A review: Kingsburg

Kingsburg
By Scott Brownlee

“Your majesty, I feel the coming of winter signals most poorly for my territory. This year’s crop was small, and we have been most devoted to maintaining your standing armies to prevent the resurgence of the goblin invaders.”

Build your territory and rise in status in Kingsburg, a game of management and risk for two to five players. Players each construct their provinces as they see fit. Will a new Guard Tower be built to protect the citizens and their homes? Will a Statue be erected in honor of the local ruler to improve the morale of the townsfolk? Every year that passes sees your city grow, but be wary. After winter’s harsh weather, an army invades. With goblins burning down your settlements and dragons destroying a whole turn’s worth of victory points, you will need to find ways to protect your settlement. Will you build defenses against these invaders or will you invest in a standing militia? Will you focus on the wealth of your territory and risk leaving your own defense in your king’s hands? These decisions will determine if your province rises, or is lost to history.

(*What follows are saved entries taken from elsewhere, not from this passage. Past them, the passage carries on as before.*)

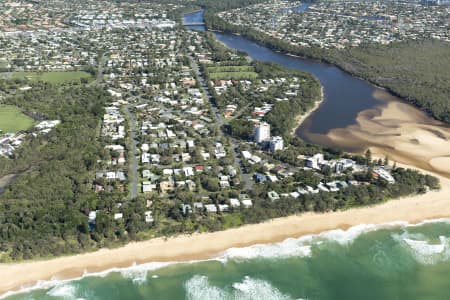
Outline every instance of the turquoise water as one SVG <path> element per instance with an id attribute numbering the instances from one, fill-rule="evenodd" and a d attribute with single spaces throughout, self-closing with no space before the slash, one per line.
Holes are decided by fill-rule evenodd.
<path id="1" fill-rule="evenodd" d="M 357 226 L 229 249 L 216 260 L 41 283 L 6 299 L 450 299 L 449 283 L 450 221 L 437 220 Z"/>

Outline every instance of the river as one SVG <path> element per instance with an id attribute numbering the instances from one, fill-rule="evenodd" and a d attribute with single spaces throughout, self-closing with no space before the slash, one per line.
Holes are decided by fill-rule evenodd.
<path id="1" fill-rule="evenodd" d="M 203 12 L 184 21 L 203 20 Z M 206 30 L 196 26 L 194 30 Z M 386 90 L 316 60 L 275 52 L 243 36 L 214 32 L 231 49 L 252 59 L 277 63 L 313 74 L 322 84 L 324 99 L 297 128 L 303 140 L 344 151 L 377 156 L 416 166 L 450 178 L 450 126 Z"/>
<path id="2" fill-rule="evenodd" d="M 197 29 L 201 30 L 200 27 Z M 320 109 L 311 116 L 312 129 L 336 134 L 337 129 L 344 128 L 333 128 L 331 124 L 353 122 L 364 125 L 367 129 L 364 135 L 373 137 L 378 133 L 386 140 L 389 130 L 398 128 L 397 123 L 400 126 L 407 124 L 417 140 L 410 146 L 418 145 L 426 152 L 432 152 L 433 148 L 447 152 L 450 149 L 448 145 L 445 148 L 436 143 L 430 143 L 430 148 L 421 145 L 427 130 L 435 132 L 435 142 L 446 141 L 448 127 L 381 89 L 328 65 L 283 56 L 242 38 L 220 34 L 217 37 L 240 50 L 256 49 L 255 53 L 248 52 L 255 59 L 271 59 L 288 67 L 302 68 L 319 78 L 326 97 Z M 350 86 L 339 88 L 339 83 Z M 352 92 L 352 88 L 357 90 Z M 356 101 L 358 96 L 369 107 L 358 106 L 359 113 L 347 99 Z M 352 113 L 345 111 L 340 115 L 341 112 L 329 110 L 329 107 L 339 108 L 339 105 Z M 328 119 L 316 119 L 326 114 Z M 373 117 L 377 114 L 378 117 Z M 379 122 L 380 118 L 383 124 L 376 125 L 387 126 L 385 131 L 370 128 L 367 124 Z M 316 120 L 324 120 L 326 124 L 315 124 Z M 347 127 L 352 128 L 356 126 L 354 124 Z M 408 134 L 404 135 L 409 138 Z M 401 138 L 396 136 L 396 139 Z M 443 165 L 445 157 L 436 164 Z M 78 258 L 82 259 L 76 256 L 73 260 Z M 347 230 L 292 237 L 280 243 L 232 248 L 219 258 L 204 261 L 133 265 L 96 274 L 86 273 L 71 281 L 52 278 L 51 281 L 37 282 L 30 290 L 24 287 L 22 293 L 6 299 L 440 300 L 450 299 L 449 278 L 450 220 L 440 219 L 417 225 L 405 222 L 358 225 Z"/>
<path id="3" fill-rule="evenodd" d="M 201 20 L 203 20 L 202 11 L 185 15 L 186 22 Z M 204 27 L 195 26 L 195 29 L 204 30 Z M 357 114 L 361 111 L 382 104 L 381 100 L 374 97 L 376 87 L 348 75 L 335 66 L 281 54 L 242 36 L 218 32 L 214 34 L 228 47 L 244 51 L 255 60 L 306 71 L 319 79 L 324 89 L 324 101 L 297 130 L 305 140 L 311 141 L 305 133 L 326 134 L 334 128 L 346 127 L 355 122 Z"/>

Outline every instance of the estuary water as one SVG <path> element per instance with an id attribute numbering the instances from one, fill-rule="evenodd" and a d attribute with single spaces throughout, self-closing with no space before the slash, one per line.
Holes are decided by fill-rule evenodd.
<path id="1" fill-rule="evenodd" d="M 383 103 L 374 97 L 377 88 L 335 67 L 275 53 L 242 37 L 216 36 L 254 59 L 311 72 L 322 82 L 324 102 L 300 135 L 351 125 L 361 111 Z M 450 220 L 434 220 L 360 225 L 228 249 L 205 261 L 135 265 L 70 281 L 55 278 L 3 298 L 440 300 L 450 299 L 449 283 Z"/>
<path id="2" fill-rule="evenodd" d="M 199 22 L 199 20 L 203 20 L 202 11 L 186 14 L 184 17 L 184 21 L 187 23 Z M 196 26 L 193 29 L 205 30 L 205 27 Z M 379 88 L 353 77 L 335 66 L 278 53 L 242 36 L 219 32 L 214 34 L 229 48 L 246 52 L 255 60 L 306 71 L 320 81 L 324 89 L 324 101 L 297 131 L 297 134 L 308 141 L 315 142 L 308 137 L 308 133 L 327 134 L 334 128 L 352 125 L 355 123 L 358 113 L 384 103 L 374 97 L 376 90 L 380 90 Z"/>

A rather grandiose description for a fun strategy game.

Kingsburg is a really nice-looking game from Fantasy Flight, one of my favourite manufacturers (if only because they tend to always give you well-constructed boxes with spaces and bags for all the components!). It’s got a unique board, lots of wooden cubes and cardboard discs, and dice! The dice! So many six-sided dice in various colours! But I am getting ahead of myself.

You play the role of a trusted and talented governor to King Tritus, trying to oversee and develop his new territories and keep them safe from nasty monsters. To do this, you must enlist the help of the king’s advisors. There are eighteen of them (hey wait! That’s the same number as three six-sided dice! What a coincidence!). I insist on everyone naming them instead of just saying “number nine.” I’m whiny that way.

Each governor gets a set of three coloured dice, a scoring disc, and a Province Sheet that tracks the buildings being constructed. The Province Sheets are pretty nifty-looking too:

The game is played over five years. (It’s OK, they’re really fast years. It’s not like that interminable wait for your kids to FINALLY be old enough to get out of the freaking house and get to Kindergarten.) Each year has eight different phases, representing the seasons and an associated event with each one. These include the three Productive Seasons, in which you get to roll those spiffy dice and choose which advisor(s) to influence.

Each advisor provides a different advantage, but each one can only be influenced once per season (with a couple of exceptions). They can provide resources: gold, lumber, and stone, which can be used to add buildings to your Province Sheet. These give victory points and other advantages, such as defense against the marauding beasts that seem to show up like clockwork every winter. Some advisors also give you a sneak peek at the upcoming foe your armies will face, so you have an idea of how many soldiers you need to recruit.

Here are the eighteen advisors. Memorize them or you will ruin all the game’s ambience and you can’t play. (I’m just kidding. You are given at least five minutes at the beginning of the game for a review. Oh, and a rulebook where they are all listed.) 1- Jester, 2- Squire, 3- Architect, 4-Merchant, 5-Sergeant, 6- Alchemist, 7- Astronomer, 8- Treasurer, 9-Master Hunter (but hey, she’s female, so better use HunTRESS), 10- General, 11- Swordsmith, 12- Duchess, 13- Champion, 14- Smuggler, 15- Inventor, 16- Wizard, 17- Queen, and 18- King. The three dice can be used individually, or in combinations of two or three to influence higher-ranked advisors.

Throughout the year, the King will also send aid to the governor with the fewest buildings, reward the governor with the most buildings, and send his envoy to aid his governors in future seasons. In the base game, during the end-of-year battle, the King also sends soldiers to aid the governors. However, this is one time when I’ve found that the game expansion changes and improves the rules of the base game, rather than just adding more complexity. The “To Forge a Realm” expansion includes individual soldier tokens for each governor, which allows for more planning and less random chance. The expansion also includes more building lines for the Province Sheets, Destiny Cards that create interesting events each year, and Governor Cards that provide more special abilities. (Those are the “more complexity” parts of the expansion.)

In my experience, certain building lines tend to outstrip others as far as winning the game with victory points. Those buildings don’t provide much in the way of defense or in-game advantages, but there are other ways to achieve those without building those structures. That means if you’re playing with my wife, just as a random example, you have to keep her away from building Row A, or she’ll probably thump you. It happens. A LOT. The fun of the game really comes in the variety afforded by having so many building choices, and also in skewering your opponents by influencing the advisor you know they’ll want before they have a chance.

The strategic element is relatively light, though, so it’s not one of those games you will be terrible at until you’ve played it twenty times. It’s a quick one to learn, but does take a little planning ahead!